4. Hound Dog Taylor, Beware Of The Dog (Alligator 4707) $ 14.99
Although I did see Junior perform many times I never did see Hound Dog before he passed. This live album is raw and wonderful and similar to Magic Sam, Live (Delmark DE-645) it captures a special moment when the audience and the artist have something special going on. Even the stage patter is priceless. Hound Dog says he has to go because he says he has to "see a man about a dog". The music is not polished and that is part of the appeal.

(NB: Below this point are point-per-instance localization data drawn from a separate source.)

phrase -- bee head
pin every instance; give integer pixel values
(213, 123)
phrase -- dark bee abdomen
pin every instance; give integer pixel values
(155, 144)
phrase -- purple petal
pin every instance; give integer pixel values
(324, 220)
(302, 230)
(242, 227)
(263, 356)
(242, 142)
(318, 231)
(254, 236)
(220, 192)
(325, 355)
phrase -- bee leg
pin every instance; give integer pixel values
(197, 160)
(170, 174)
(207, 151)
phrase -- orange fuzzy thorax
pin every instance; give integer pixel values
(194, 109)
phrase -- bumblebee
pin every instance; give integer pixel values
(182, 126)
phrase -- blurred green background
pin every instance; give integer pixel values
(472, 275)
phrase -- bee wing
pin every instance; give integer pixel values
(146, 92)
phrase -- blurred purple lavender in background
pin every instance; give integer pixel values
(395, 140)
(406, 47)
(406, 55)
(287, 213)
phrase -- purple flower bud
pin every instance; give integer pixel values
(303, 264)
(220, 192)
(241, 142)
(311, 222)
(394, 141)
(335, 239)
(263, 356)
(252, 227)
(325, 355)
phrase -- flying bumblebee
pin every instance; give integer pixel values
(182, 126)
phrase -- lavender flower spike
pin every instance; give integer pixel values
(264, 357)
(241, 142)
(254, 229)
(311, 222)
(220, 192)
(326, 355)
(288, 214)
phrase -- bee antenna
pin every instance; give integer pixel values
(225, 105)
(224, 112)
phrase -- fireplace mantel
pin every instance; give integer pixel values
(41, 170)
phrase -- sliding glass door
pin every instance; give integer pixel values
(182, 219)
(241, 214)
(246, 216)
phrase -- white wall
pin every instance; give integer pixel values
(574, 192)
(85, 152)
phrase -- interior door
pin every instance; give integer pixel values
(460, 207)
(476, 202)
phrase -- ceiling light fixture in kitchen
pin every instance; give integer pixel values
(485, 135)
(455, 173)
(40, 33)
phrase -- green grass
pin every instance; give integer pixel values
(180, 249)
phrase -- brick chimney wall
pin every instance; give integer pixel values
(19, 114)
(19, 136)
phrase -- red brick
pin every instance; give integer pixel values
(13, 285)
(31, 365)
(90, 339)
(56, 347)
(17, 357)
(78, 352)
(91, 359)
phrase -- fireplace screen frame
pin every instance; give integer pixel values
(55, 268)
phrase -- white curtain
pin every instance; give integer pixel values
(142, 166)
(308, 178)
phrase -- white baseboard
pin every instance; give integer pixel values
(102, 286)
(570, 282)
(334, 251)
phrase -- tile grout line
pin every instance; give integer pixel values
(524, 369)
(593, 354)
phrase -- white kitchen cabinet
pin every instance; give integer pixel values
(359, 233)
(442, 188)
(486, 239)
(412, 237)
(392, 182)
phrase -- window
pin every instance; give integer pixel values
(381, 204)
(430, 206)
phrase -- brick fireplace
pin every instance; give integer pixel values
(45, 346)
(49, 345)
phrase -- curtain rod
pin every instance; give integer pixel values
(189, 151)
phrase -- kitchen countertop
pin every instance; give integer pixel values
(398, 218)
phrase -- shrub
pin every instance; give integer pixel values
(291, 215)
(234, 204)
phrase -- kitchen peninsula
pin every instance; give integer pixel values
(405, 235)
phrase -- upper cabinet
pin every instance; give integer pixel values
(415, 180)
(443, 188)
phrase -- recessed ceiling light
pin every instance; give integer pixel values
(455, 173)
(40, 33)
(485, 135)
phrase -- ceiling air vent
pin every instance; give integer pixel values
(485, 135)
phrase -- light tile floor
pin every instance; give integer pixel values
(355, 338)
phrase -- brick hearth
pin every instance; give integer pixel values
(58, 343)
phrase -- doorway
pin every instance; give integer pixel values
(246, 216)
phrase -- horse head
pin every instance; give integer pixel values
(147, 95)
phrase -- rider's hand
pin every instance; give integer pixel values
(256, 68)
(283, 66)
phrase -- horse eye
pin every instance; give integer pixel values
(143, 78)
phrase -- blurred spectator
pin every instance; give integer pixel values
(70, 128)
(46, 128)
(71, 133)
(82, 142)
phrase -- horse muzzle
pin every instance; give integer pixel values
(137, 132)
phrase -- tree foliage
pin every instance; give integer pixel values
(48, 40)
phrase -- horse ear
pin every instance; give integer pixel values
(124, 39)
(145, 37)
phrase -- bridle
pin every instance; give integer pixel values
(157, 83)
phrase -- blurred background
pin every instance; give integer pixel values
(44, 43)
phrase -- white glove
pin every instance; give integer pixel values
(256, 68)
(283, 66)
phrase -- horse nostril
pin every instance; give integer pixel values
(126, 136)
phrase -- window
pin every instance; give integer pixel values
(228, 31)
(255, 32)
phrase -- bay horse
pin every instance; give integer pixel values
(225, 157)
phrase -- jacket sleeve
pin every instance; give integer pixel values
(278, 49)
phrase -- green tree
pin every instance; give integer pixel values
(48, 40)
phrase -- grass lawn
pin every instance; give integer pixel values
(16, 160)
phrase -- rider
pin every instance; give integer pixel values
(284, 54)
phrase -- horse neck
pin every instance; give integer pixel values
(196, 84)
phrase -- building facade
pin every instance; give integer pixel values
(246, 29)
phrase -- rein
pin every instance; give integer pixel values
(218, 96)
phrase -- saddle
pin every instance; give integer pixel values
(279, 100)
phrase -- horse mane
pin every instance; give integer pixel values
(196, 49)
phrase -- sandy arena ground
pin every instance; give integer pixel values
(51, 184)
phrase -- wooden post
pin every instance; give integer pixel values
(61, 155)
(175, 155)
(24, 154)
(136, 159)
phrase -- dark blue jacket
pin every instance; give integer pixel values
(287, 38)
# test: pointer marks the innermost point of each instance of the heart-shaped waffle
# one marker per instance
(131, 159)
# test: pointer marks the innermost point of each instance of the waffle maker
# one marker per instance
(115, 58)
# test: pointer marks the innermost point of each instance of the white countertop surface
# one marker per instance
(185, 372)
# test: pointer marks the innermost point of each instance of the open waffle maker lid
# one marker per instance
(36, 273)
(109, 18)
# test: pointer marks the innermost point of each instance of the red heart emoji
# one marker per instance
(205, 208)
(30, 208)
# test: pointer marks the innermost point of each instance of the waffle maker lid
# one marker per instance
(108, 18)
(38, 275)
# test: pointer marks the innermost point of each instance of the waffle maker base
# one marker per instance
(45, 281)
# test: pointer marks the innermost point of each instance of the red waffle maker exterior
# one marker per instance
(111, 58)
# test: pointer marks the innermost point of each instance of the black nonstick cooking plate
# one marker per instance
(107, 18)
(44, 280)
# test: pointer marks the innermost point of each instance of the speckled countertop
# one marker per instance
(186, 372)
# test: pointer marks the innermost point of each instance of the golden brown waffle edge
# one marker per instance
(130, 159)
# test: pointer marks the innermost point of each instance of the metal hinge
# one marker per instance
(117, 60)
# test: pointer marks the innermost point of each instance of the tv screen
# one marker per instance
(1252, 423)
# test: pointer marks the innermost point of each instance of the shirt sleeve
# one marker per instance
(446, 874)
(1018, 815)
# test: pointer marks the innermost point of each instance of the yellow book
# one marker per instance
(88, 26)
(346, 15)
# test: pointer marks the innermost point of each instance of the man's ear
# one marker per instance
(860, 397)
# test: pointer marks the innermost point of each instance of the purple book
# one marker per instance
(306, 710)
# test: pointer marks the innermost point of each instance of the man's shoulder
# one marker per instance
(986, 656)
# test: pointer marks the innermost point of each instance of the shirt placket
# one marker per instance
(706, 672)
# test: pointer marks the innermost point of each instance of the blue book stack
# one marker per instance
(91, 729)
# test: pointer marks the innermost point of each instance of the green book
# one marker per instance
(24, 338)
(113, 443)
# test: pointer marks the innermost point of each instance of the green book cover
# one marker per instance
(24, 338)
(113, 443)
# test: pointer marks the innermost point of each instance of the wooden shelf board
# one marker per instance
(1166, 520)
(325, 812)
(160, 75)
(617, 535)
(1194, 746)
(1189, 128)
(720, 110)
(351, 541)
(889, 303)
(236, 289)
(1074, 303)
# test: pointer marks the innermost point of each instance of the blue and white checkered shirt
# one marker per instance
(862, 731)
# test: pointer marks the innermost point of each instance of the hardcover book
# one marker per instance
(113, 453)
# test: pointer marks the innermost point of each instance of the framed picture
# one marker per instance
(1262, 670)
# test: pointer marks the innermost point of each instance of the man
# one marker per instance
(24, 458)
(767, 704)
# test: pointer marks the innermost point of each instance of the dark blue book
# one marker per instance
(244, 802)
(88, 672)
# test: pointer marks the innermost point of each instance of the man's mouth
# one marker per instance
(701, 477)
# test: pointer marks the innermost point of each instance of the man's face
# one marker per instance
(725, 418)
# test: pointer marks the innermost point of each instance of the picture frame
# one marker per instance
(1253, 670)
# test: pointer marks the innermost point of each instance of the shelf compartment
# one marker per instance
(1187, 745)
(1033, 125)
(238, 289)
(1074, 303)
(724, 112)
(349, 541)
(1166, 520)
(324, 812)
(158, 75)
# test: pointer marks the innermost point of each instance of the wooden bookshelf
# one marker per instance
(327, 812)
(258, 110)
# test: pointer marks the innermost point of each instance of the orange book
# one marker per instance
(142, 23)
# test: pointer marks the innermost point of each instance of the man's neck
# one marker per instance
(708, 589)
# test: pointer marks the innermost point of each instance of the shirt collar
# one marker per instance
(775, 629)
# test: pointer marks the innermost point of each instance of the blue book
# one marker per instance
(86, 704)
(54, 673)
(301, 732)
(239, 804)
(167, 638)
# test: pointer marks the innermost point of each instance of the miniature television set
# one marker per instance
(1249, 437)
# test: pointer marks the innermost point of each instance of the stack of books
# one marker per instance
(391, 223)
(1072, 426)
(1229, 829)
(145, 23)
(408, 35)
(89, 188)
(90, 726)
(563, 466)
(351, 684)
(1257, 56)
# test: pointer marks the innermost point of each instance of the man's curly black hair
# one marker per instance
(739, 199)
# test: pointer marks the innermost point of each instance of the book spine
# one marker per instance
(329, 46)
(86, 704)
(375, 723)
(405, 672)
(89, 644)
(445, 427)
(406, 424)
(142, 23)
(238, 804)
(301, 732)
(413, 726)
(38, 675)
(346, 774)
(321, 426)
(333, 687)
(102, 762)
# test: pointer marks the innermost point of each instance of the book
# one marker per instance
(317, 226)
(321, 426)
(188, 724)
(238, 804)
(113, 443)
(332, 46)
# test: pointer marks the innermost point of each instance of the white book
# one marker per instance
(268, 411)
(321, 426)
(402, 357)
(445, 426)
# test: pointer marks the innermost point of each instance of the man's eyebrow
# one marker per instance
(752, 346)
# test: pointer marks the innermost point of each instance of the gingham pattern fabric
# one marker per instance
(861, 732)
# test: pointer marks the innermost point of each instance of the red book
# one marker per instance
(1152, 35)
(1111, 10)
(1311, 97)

5. Muddy Waters, Hard Again / King Bee (Blue Sky ZK 34449) $ 24.99
I've been told that the single CD Hard Again is no longer available. Instead you have to buy the 3-CD set which is still a good deal. To me these recordings have all the urgency and authenticity as Muddy's classic Chess sides. I believe the sidemen include Johnny Winter, Jerry Portnoy, Pinetop Perkins, Willie "Big Eyes" Smith and others.
6. Robert Cray, Bad Influence (Hightone 8001) $ 11.99
This was Cray's first album and I still like it. It shows his obvious influence from Magic Sam.
7. Big Joe Turner, Meets The Trumpet Kings (OJC 497) $ 11.99
Originally recorded in the late '70s for Norman Granz's Pablo label this great album features Dizzy Gillespie, Roy Eldridge, Harry "Sweets" Edison and Clark Terry. There's only four cuts on the album so there's lots of solos. Pee Wee Crayton is on guitar but the general vibe is an acoustic jazz feel. Big Joe made a bunch of good records for Pablo around this time a couple of the other good titles include Have No Fear, Joe Turner Is Here (OJC 905) and Life Ain't Easy (OJC 809).
8. Luther "Guitar Jr." Johnson Doin' The Sugar Too (Bullseye 9563) $15.99
Another Magic Sam influenced singer / guitarist.
9. Eddie "Cleanhead" Vinson Old Kidney Stew Is Fine (Delmark DD-631) $ 11.99
With T-Bone Walker and Jay McShann. Great songs like "Juice Head Baby", "Somebody Sure Has Got To Go", "Just A Dream" and many others. Like the Joe Turner CD this one also has a jazz feel.
10. B.B. King There Must Be A Better World Somewhere (MCA 27034) $9.99
Nice set, again with a jazz feel, with the aid of David "Fathead" Newman and Hank Crawford. "Born Again Human" stands out.